В общем, я вам здесь не единомышленник.
— Смотрите, а вот православные активисты сейчас разрушили скульптуры Сидура в Манеже. Вам не кажется, что это явления одного порядка?
— Я что-то слышал краем уха. Но, мне кажется, эта история и «Шарли Эбдо» — несравнимые явления.
— А мне, напротив, они кажутся одним. И предрассудки людей, считающих, что нельзя снимать на кладбище, — туда же.
— Смотрите. Можно делать все. Вопрос: для чего? Чего я хочу? Чтобы фильм посмотрели мои друзья или чтобы много народу? Только в этом вопрос. Я тоже люблю фильмы, где шутят над мертвецами. Но я — это я. А человек из Красноярска — это человек из Красноярска. Который не хуже меня потому, что у него есть табуированные темы для стеба. А может быть, даже лучше меня. Почему я должен снимать так, чтобы он не смотрел и не нес свои деньги в кассу? Поэтому я буду делать для него, чтобы он посмотрел и у него не возникло отторжения. Это кассовый фильм.
— А вы сами смеетесь черным шуткам?
— Я люблю, да. Но многим не нравится. Диктовать искусству нельзя. Но и наступать на больные места тоже не стоит.
— Религия — больное место?
— У мусульман — точно.
— Так, может, полечить?
— Может. Но я совершенно не могу в это лезть. Это их дело. Мусульман сплачивает их религия. Как только что-то с кем-то случается — кавказцы всегда приезжают все вместе.
— Да у нас тоже братва приедет.
— Ну вот тут не надо. Тут я как раз тему хорошо понимаю. Наша братва приедет — и помолчит.
— Про братву откуда понимаете?
— Я из Челябинска. Вращался в кругах, где это в какой-то момент культивировалось. Да так по всей России было в 90-е — 2000-е, годы расцвета бандитизма. У меня были друзья, которые шли криминальным путем.

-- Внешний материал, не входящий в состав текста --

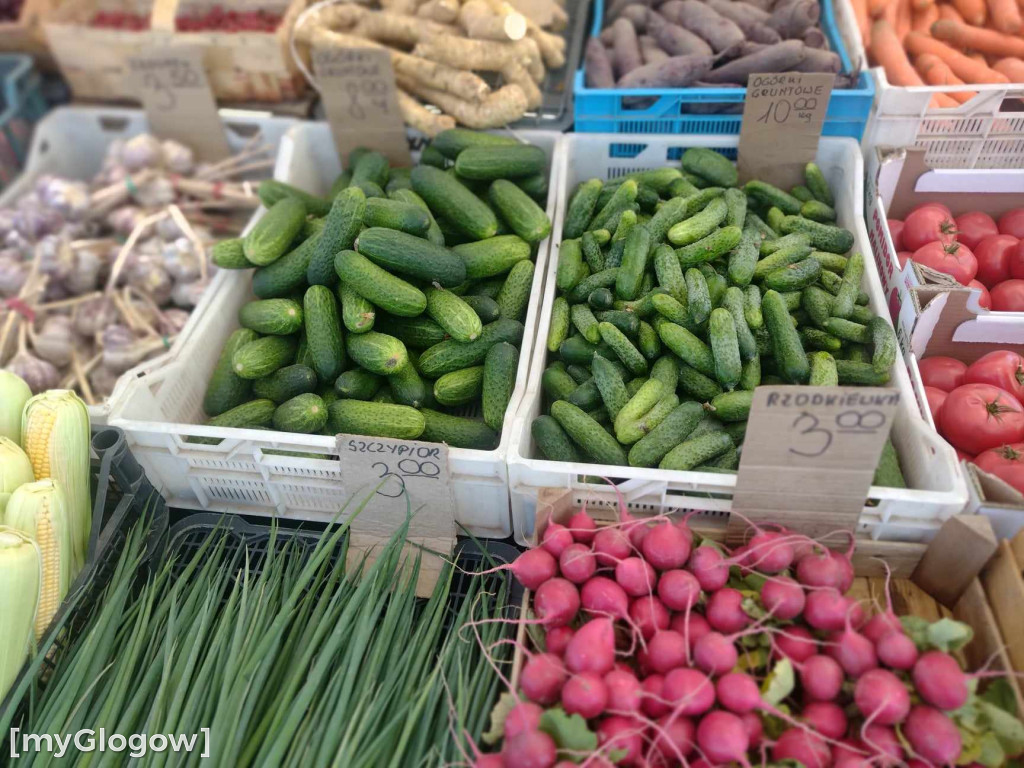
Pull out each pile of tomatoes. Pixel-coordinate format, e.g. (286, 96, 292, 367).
(889, 204, 1024, 312)
(920, 350, 1024, 493)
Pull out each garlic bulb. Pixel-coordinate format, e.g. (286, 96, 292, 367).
(65, 247, 104, 295)
(126, 258, 172, 305)
(13, 200, 62, 240)
(171, 279, 207, 309)
(162, 140, 194, 175)
(37, 234, 72, 282)
(156, 216, 183, 240)
(101, 325, 141, 372)
(159, 308, 190, 336)
(121, 134, 164, 172)
(38, 178, 90, 221)
(133, 177, 175, 208)
(89, 364, 120, 399)
(5, 351, 60, 394)
(74, 297, 117, 338)
(106, 206, 146, 237)
(32, 315, 74, 367)
(161, 237, 201, 282)
(0, 254, 28, 297)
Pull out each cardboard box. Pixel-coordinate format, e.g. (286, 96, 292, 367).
(865, 147, 1024, 355)
(907, 287, 1024, 538)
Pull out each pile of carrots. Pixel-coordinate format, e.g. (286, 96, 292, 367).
(855, 0, 1024, 105)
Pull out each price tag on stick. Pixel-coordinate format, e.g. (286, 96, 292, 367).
(127, 45, 230, 163)
(737, 72, 834, 189)
(314, 47, 411, 168)
(730, 386, 900, 541)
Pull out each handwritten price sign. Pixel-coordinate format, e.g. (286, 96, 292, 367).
(314, 47, 410, 167)
(730, 386, 899, 539)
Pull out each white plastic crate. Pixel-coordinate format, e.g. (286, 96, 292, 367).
(107, 123, 562, 539)
(507, 133, 969, 547)
(1, 106, 297, 422)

— Такая реальная братва — в трениках, в цепях?
— Цепей не было. Треники только. Делали поставки на зону. Собирали «подогрев»: чтобы люди там имели чай, тушенку. У них были свои ребята. Был человек, которого хотели короновать вором в законе. Короче, я понимаю, что они тоже сразу приедут. Но вообще русский человек долго раскачивается. Пока его не ударят десять раз — он только тогда начинает собираться и куда-то двигаться. Мы гораздо больше разобщены, даже территориально. Нет, когда надо — мы собираемся. Но пока это «надо» произойдет, непонятно, сколько должно пройти времени.

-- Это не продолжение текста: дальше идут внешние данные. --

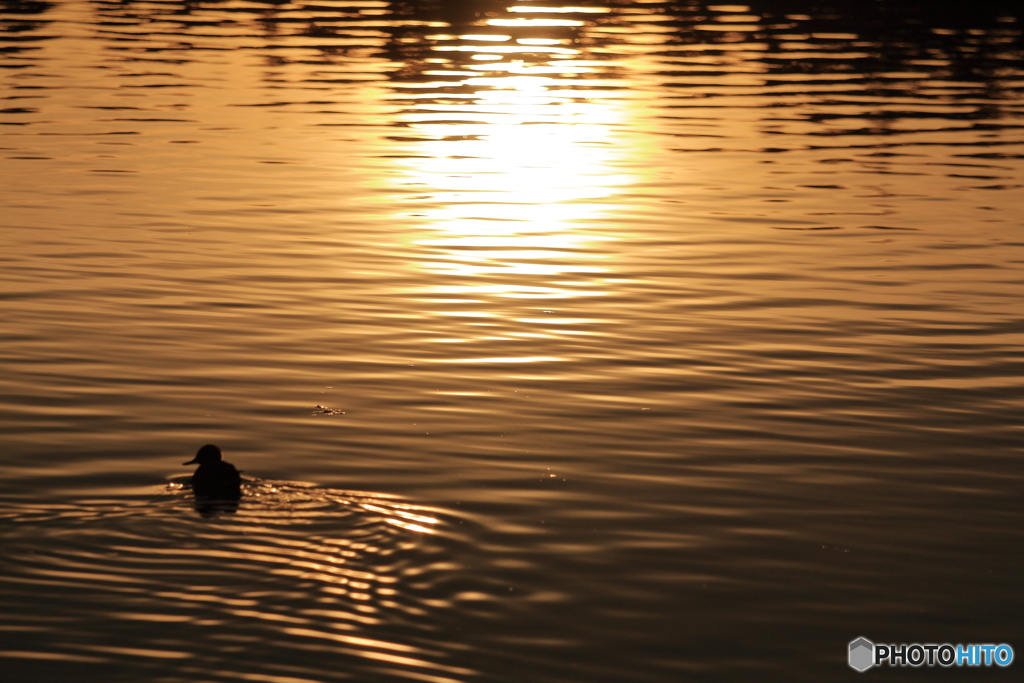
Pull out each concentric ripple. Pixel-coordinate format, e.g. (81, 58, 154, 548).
(0, 484, 484, 683)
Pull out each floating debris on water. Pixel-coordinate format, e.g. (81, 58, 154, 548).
(313, 404, 345, 416)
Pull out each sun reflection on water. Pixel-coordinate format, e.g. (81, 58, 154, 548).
(385, 4, 665, 362)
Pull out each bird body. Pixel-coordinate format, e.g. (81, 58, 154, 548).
(183, 444, 241, 499)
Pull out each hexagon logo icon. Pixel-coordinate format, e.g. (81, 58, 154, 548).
(849, 637, 874, 672)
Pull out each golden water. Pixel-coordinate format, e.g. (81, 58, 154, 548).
(2, 1, 1022, 681)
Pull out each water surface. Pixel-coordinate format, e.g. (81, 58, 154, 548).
(2, 1, 1023, 681)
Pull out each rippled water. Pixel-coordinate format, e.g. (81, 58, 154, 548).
(2, 0, 1023, 681)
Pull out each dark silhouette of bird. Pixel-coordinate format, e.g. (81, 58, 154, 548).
(183, 444, 242, 500)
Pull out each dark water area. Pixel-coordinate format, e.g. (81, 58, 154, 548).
(2, 0, 1023, 681)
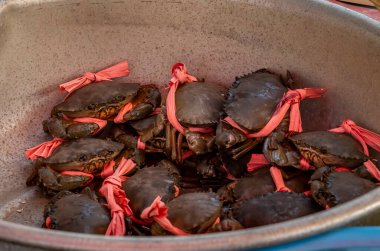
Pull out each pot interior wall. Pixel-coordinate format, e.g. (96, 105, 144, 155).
(0, 0, 379, 244)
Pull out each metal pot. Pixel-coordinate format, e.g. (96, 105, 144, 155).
(0, 0, 379, 250)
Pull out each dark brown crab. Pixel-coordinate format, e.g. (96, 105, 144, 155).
(310, 166, 377, 208)
(289, 131, 368, 169)
(151, 192, 222, 235)
(263, 114, 303, 168)
(164, 82, 225, 162)
(44, 188, 110, 234)
(44, 81, 161, 139)
(28, 138, 124, 192)
(233, 192, 321, 228)
(216, 69, 288, 159)
(122, 160, 181, 221)
(217, 166, 310, 204)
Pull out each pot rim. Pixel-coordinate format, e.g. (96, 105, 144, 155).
(1, 0, 380, 250)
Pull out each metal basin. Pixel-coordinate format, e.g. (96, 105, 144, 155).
(0, 0, 379, 250)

— А что Челябинск за город?
— Промышленный. Народ рабочий. Жить там я бы не хотел. Но, конечно, приезжаешь и понимаешь, что любишь. Как маму, которая может иногда не понимать тебя, но ты же ее любишь. Так же и свой народ. Вот я в Грузии много был, полюбил я грузин. Но понимаю: не мое это, такая чрезмерная открытость. Мне гораздо комфортнее с нашими.
У меня был случай, когда я путешествовал автостопом и мы заехали на Волгу. И вот я захотел купить молока. Зашел в дом. Там бабушка меня встречает: нет у меня ничего, закончилось! Я начинаю уходить, она: «Сейчас я посмотрю, может, банка осталась». Выходит с банкой. Заходим. «Творог будете? Садитесь. Мед, сметану дать?» Приносит чай. Нарезает хлеб. Я говорю: сколько мы вам должны? Говорит: нисколько, только за молоко. Берите. И еще кружку подарила.
— А «Горько» многие смотрят и думают, как ужасны русские люди.
— Я не считаю, что они там ужасны.
— Вы считаете, что это с любовью к человеку снято?
— Абсолютно. Режиссер сам вырос в таких обстоятельствах. И он с удовольствием рассказывал про своего дядю, которого он маленьким боялся. Прятался от него под столом. А сейчас с такой любовью вспоминает об этом дяде. Об этом ярком человеке.
— А почему боялся? Дядя совсем на рогах приползал?
— Ну, выпивши приходил. Но он это так описывал, что все хохотали. При этом в последних сценах «Горько» и «Горько-2» понимаешь, что эти люди умеют прощать и любить. Поэтому мне не близка карикатура. Когда это сделано нарочито, только для того, чтобы вызвать бурную реакцию, только ради сильной провокации — мне это становится неинтересным.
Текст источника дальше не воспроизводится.